Local woman wants more awareness on male breast cancer

October is Breast Cancer Awareness Month.

The pink is out and attention is on a disease that will affect another 170,000 women this year.

But Pat Washburn of Omaha has a message for you.

“Breast cancer does not discriminate,” Pat said.  “It happens to men too.”

Pat’s husband, Marlyn, was diagnosed with Stage 4 breast cancer last year.

She said by the time they detected it, it had metastasized to his liver, lungs, bones and his brain.

“The wind was knocked out of me,” Pat said.  “It’s like we have to go into recovery mode here and we have to pull him through this.  I never thought that I was actually going to lose him.”

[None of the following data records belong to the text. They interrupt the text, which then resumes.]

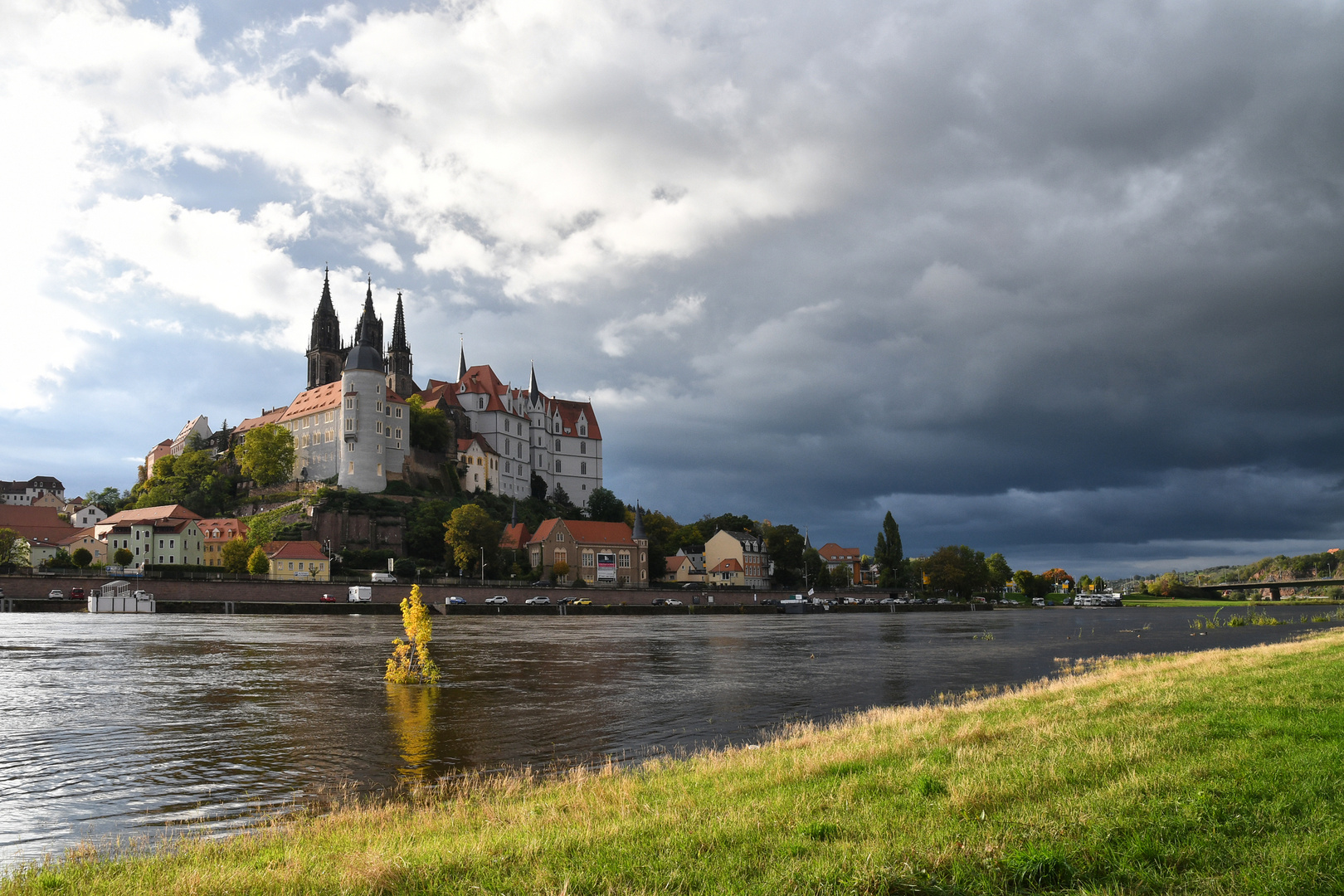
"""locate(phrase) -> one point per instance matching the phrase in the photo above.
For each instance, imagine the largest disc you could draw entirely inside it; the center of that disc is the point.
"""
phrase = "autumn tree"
(410, 661)
(236, 553)
(266, 455)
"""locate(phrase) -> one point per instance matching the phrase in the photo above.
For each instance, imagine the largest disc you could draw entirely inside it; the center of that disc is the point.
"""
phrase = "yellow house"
(299, 561)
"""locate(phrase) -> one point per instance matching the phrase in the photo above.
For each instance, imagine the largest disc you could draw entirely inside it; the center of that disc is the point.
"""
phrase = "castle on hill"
(353, 421)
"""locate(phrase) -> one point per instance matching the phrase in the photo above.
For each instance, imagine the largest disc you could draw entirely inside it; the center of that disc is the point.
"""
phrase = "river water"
(121, 726)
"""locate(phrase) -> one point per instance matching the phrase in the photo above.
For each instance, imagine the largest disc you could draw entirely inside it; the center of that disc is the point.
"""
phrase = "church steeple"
(370, 325)
(399, 356)
(324, 349)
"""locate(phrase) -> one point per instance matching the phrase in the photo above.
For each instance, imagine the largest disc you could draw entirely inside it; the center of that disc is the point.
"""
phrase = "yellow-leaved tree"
(410, 663)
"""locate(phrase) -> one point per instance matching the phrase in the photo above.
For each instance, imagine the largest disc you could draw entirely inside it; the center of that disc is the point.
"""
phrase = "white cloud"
(619, 336)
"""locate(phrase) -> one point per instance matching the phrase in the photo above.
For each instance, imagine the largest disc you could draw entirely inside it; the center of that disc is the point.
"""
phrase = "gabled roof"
(320, 398)
(465, 445)
(227, 525)
(515, 536)
(162, 514)
(569, 414)
(266, 416)
(34, 522)
(295, 551)
(587, 533)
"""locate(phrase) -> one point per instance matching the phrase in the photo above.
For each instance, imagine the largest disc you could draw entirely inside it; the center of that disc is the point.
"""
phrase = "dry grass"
(1210, 772)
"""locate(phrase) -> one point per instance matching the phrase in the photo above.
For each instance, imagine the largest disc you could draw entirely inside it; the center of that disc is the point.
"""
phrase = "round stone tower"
(363, 464)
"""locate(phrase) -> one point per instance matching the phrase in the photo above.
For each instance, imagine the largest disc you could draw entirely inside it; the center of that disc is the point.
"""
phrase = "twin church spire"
(327, 353)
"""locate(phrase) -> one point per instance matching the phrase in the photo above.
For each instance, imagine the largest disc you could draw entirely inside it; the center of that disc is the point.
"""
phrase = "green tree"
(410, 661)
(1031, 586)
(563, 507)
(470, 529)
(999, 571)
(236, 555)
(784, 544)
(258, 563)
(429, 426)
(10, 543)
(266, 455)
(956, 568)
(890, 555)
(604, 507)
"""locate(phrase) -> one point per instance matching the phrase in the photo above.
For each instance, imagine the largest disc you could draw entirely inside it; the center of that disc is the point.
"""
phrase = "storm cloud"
(1050, 278)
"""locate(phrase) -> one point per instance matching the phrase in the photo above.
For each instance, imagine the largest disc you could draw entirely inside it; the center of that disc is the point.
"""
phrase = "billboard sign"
(606, 567)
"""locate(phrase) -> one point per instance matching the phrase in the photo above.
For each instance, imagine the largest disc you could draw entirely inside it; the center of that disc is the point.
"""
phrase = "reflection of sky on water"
(117, 724)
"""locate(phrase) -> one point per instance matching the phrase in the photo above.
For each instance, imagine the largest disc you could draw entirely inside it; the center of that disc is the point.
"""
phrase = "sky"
(1057, 280)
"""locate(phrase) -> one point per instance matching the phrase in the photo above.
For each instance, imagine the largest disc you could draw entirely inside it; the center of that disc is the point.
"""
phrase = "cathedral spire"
(399, 328)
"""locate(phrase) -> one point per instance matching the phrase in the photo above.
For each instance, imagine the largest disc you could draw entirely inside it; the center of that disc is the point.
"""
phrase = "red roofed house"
(841, 559)
(726, 571)
(162, 535)
(85, 539)
(480, 465)
(39, 527)
(217, 533)
(299, 561)
(598, 553)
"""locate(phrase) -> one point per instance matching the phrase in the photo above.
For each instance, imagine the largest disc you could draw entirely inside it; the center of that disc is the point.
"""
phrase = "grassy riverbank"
(1211, 772)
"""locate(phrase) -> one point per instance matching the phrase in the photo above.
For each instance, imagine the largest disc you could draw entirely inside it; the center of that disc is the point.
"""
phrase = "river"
(121, 726)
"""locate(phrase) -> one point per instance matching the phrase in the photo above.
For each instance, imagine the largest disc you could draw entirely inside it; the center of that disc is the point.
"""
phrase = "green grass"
(1210, 772)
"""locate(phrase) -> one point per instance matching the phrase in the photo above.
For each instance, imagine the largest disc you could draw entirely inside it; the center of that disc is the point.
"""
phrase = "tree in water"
(410, 663)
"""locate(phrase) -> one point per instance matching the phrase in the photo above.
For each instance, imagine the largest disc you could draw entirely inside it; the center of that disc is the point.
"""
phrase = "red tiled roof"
(227, 525)
(320, 398)
(569, 412)
(32, 523)
(515, 535)
(587, 533)
(151, 514)
(295, 551)
(268, 416)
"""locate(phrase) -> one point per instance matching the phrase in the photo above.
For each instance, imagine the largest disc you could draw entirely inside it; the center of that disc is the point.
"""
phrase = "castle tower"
(363, 464)
(371, 323)
(399, 356)
(325, 355)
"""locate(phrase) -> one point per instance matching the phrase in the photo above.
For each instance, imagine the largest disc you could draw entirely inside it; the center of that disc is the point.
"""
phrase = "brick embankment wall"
(35, 587)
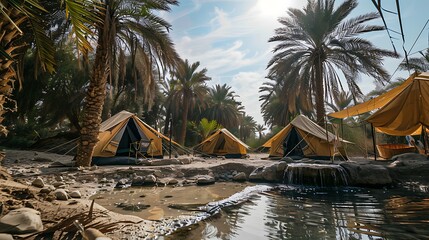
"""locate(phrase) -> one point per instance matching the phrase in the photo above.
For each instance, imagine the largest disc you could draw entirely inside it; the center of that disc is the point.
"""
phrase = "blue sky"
(230, 39)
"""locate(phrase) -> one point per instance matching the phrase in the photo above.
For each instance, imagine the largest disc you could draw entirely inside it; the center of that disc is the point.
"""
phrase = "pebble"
(38, 182)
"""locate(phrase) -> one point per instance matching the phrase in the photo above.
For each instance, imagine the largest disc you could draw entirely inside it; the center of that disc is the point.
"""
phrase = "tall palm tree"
(190, 87)
(420, 64)
(260, 129)
(275, 107)
(222, 106)
(247, 127)
(21, 22)
(132, 26)
(315, 42)
(340, 101)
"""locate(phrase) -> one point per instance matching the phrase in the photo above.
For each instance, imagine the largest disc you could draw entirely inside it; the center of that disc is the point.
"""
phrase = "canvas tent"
(119, 135)
(222, 143)
(401, 111)
(304, 138)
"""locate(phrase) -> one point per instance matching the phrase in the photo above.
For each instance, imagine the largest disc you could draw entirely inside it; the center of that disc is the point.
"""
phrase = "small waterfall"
(320, 175)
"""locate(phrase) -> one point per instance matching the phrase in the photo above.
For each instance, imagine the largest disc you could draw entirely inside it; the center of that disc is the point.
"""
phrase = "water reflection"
(311, 213)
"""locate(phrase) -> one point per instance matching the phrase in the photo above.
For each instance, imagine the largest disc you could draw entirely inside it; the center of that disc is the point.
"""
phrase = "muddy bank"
(170, 196)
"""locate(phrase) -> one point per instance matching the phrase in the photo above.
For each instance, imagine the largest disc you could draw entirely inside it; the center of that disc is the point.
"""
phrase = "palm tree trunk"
(8, 38)
(94, 101)
(167, 120)
(320, 98)
(184, 120)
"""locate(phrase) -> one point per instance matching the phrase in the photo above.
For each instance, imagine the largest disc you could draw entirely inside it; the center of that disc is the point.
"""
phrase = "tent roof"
(407, 112)
(124, 115)
(402, 110)
(379, 101)
(305, 124)
(226, 132)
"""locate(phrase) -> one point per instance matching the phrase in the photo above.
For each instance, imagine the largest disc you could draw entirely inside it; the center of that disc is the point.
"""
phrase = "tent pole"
(373, 142)
(327, 139)
(171, 133)
(425, 143)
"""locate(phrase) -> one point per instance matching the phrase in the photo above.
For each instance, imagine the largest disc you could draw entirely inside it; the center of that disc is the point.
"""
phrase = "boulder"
(122, 183)
(61, 194)
(20, 221)
(150, 179)
(47, 189)
(75, 194)
(5, 236)
(205, 180)
(367, 175)
(172, 181)
(38, 182)
(137, 181)
(410, 156)
(58, 184)
(239, 177)
(256, 175)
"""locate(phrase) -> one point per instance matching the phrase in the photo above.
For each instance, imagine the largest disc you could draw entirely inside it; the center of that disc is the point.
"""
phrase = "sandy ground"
(25, 166)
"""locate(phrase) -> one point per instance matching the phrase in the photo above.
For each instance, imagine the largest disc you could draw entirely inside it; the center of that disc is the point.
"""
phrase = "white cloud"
(247, 85)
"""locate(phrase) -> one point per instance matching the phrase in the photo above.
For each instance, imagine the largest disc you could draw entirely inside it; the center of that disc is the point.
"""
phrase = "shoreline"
(26, 166)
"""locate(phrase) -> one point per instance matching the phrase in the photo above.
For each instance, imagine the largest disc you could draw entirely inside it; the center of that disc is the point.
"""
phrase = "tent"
(304, 138)
(121, 135)
(401, 111)
(222, 143)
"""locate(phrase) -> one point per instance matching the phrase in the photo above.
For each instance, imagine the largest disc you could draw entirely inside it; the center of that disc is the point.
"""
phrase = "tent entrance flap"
(131, 134)
(294, 144)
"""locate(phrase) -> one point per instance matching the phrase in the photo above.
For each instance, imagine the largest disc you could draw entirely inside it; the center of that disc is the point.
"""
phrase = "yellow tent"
(302, 137)
(123, 131)
(222, 143)
(401, 111)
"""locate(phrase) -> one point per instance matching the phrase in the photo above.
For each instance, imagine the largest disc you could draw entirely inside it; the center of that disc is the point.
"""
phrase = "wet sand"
(159, 198)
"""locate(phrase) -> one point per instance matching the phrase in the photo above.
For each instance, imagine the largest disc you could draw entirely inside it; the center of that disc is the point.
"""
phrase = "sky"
(230, 39)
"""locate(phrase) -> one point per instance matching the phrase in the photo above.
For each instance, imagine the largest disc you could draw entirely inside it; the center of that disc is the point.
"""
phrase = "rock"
(58, 184)
(75, 194)
(172, 181)
(23, 220)
(271, 173)
(410, 156)
(150, 179)
(47, 189)
(205, 180)
(122, 183)
(158, 174)
(367, 175)
(38, 182)
(137, 181)
(61, 194)
(256, 175)
(240, 177)
(5, 236)
(103, 180)
(132, 207)
(179, 174)
(287, 159)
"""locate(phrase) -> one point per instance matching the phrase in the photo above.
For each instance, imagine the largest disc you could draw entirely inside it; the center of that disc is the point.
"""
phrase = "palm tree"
(260, 129)
(190, 87)
(222, 106)
(20, 21)
(205, 127)
(276, 109)
(417, 64)
(316, 41)
(129, 25)
(247, 127)
(341, 101)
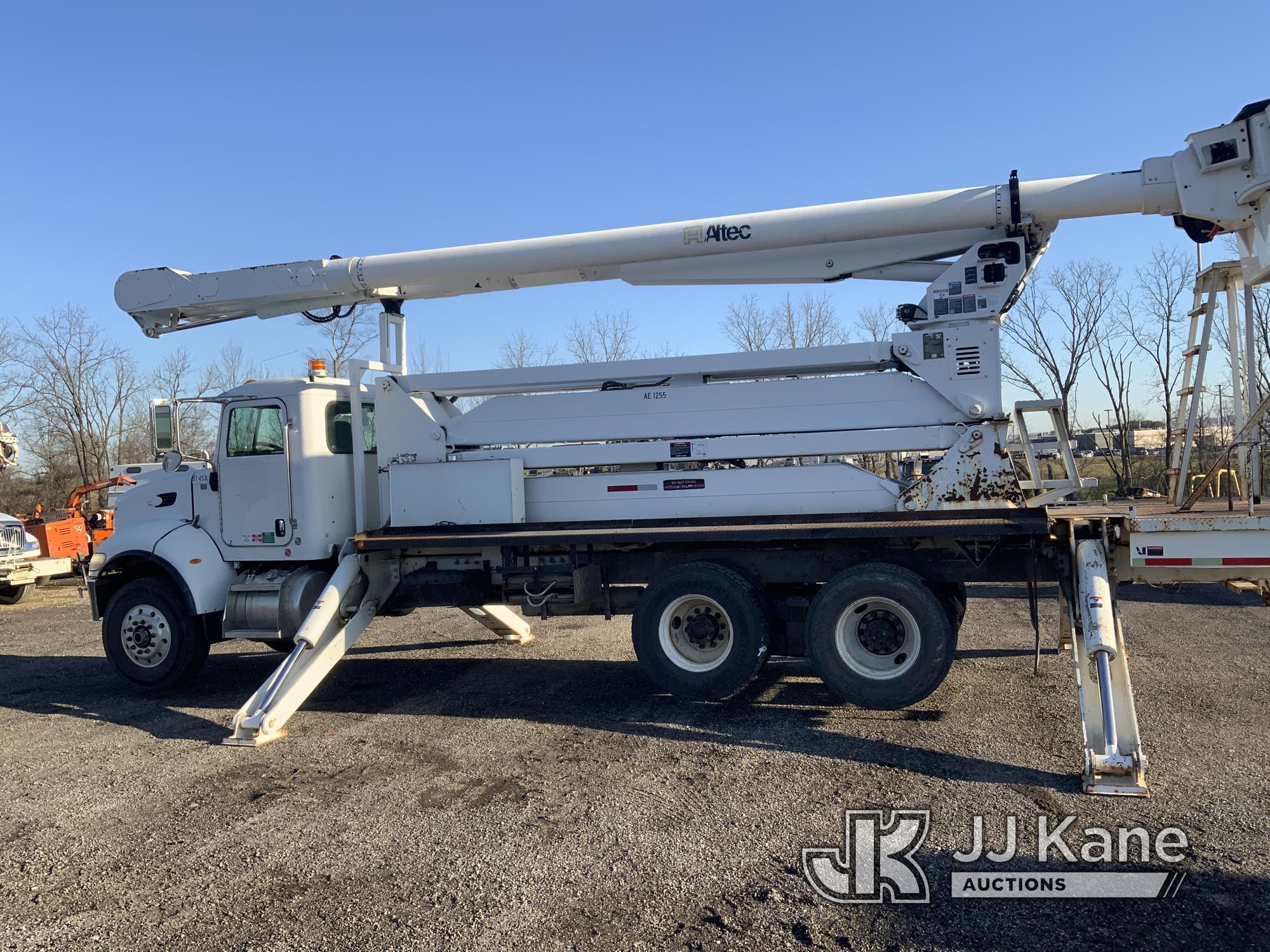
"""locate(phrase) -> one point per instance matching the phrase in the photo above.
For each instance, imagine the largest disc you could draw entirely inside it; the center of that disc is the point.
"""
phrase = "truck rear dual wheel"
(881, 638)
(150, 638)
(702, 631)
(13, 595)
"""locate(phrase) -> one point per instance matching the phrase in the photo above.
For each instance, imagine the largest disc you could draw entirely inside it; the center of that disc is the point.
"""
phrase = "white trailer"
(624, 487)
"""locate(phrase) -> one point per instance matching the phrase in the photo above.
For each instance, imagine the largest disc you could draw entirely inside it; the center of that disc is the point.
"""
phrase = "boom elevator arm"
(1216, 185)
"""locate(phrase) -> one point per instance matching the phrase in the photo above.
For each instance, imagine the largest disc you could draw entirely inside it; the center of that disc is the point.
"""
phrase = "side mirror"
(164, 427)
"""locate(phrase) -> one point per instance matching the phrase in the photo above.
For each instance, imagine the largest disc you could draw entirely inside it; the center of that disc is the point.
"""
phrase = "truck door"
(255, 475)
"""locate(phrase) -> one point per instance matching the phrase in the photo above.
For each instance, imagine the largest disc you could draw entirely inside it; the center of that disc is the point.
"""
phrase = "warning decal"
(684, 484)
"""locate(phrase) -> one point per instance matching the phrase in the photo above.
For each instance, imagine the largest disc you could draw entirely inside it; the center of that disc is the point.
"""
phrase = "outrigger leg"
(1114, 762)
(347, 605)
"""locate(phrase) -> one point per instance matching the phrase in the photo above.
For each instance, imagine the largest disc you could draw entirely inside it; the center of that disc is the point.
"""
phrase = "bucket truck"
(623, 488)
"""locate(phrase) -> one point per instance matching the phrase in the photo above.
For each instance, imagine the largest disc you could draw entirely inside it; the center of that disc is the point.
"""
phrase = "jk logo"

Marlyn died five months later.  Pat said ever since then, she’s become a member of the Male Breast Cancer Awareness Coalition and has been on a mission to inform people that men are at risk too.

She admitted women get it more than men, but said that the mortality rate in men is high because so many of them don’t know they can get it.  She said she’d like to see that change.

“Unless you as a man specifically say ‘you know, I’ve got a lump.  I want you to check it out,’ the majority of the time, the doctors are not just going to check out the breast area and feel for lumps.”

She said men have to look out for themselves and make sure they get checked before it’s too late.

Pat said they got Gov. Ricketts to sign a proclamation recognizing this week as Male Breast Cancer Awareness Week.